Standard & Poor’s has announced the launch of two new indices aimed at providing investors with benchmark and investable exposure to the commodities and natural resources sectors.
According to a press release , the S&P Global Natural Resources Index is designed to provide diversified, highly liquid and investable exposure across the primary commodity sectors of energy, agribusiness and metals & mining. Each of these sectors has two clusters – energy (oil, coal and gas), agribusiness (agriculture & livestock) and metals and mining (precious and industrial). The index offers focused coverage of the 60 largest companies across these six clusters, and is designed primarily for structured product providers and ETFs.
The S&P PMI Commodities and Resources Index is designed to provide a broader coverage of larger capitalized stocks from commodities and resources (energy, agribusiness and metals & mining,), with approximately 160 stocks suitable for benchmarking for performance measurement, data for research, or passive management, including funds and ETFs.
According to the announcement, the S&P Global Natural Resources Index sits within S&P’s family of Global Thematic Indices. It uses a modified cap weighting at the constituent level subject to stock level constraints (10% cap per stock). To ensure investability, a minimum market capitalization of US$1 billion and a minimum six month average daily value traded of $10 million is required. The three sectors, six clusters and 10 stocks per cluster are not capped, so the index weighting is bottom up driven.

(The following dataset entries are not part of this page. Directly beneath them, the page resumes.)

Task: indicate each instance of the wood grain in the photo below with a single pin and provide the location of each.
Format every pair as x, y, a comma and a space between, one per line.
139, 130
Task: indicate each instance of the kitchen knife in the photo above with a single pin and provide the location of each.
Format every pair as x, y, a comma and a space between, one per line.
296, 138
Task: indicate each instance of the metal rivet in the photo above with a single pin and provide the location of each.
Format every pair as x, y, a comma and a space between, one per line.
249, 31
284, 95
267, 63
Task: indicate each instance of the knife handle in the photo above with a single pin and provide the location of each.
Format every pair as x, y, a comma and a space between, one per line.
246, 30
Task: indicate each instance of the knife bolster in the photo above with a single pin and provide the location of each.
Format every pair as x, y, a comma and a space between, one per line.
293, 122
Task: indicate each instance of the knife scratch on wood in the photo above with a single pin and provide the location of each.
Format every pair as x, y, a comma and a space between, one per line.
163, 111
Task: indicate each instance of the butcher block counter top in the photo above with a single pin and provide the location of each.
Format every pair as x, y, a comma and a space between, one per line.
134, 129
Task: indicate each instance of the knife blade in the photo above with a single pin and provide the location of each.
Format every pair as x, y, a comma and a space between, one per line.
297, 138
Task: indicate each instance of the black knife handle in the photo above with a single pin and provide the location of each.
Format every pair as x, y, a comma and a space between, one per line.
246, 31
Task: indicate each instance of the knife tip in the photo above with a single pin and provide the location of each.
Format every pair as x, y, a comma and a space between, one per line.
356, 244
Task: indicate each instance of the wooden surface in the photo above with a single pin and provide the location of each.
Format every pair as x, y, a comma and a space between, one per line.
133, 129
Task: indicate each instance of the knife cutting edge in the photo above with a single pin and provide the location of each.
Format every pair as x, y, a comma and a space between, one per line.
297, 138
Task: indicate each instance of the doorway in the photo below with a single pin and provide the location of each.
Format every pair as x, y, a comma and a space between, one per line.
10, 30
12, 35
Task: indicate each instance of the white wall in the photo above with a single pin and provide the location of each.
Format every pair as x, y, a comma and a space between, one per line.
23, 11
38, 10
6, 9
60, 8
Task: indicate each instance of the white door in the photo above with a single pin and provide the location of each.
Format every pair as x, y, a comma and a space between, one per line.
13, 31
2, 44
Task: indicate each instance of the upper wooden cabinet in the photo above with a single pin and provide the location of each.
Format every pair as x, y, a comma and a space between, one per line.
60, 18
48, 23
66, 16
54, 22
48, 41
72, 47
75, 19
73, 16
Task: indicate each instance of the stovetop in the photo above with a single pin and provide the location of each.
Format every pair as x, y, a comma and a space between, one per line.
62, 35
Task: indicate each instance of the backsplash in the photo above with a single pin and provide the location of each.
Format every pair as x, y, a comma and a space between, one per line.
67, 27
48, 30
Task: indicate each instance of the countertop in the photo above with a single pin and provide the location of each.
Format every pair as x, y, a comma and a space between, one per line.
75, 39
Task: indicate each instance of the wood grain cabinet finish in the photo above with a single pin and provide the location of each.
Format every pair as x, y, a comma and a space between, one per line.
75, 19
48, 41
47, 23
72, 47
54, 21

The S&P PMI Commodity and Resources Index measures the performance of constituents that fall into three different natural resources buckets: Energy, Materials and Agriculture. Each bucket is capped at 33.33% to ensure that one bucket will not dominate the index. The index is a subset of the S&P/Citigroup BMI Global Equity Indices.
One-year returns, at 30 April 2008, were 35.27% for the S&P Global Natural Resources Index and 51.92% for the S&P PMI Commodity and Resources Index, according to S&P.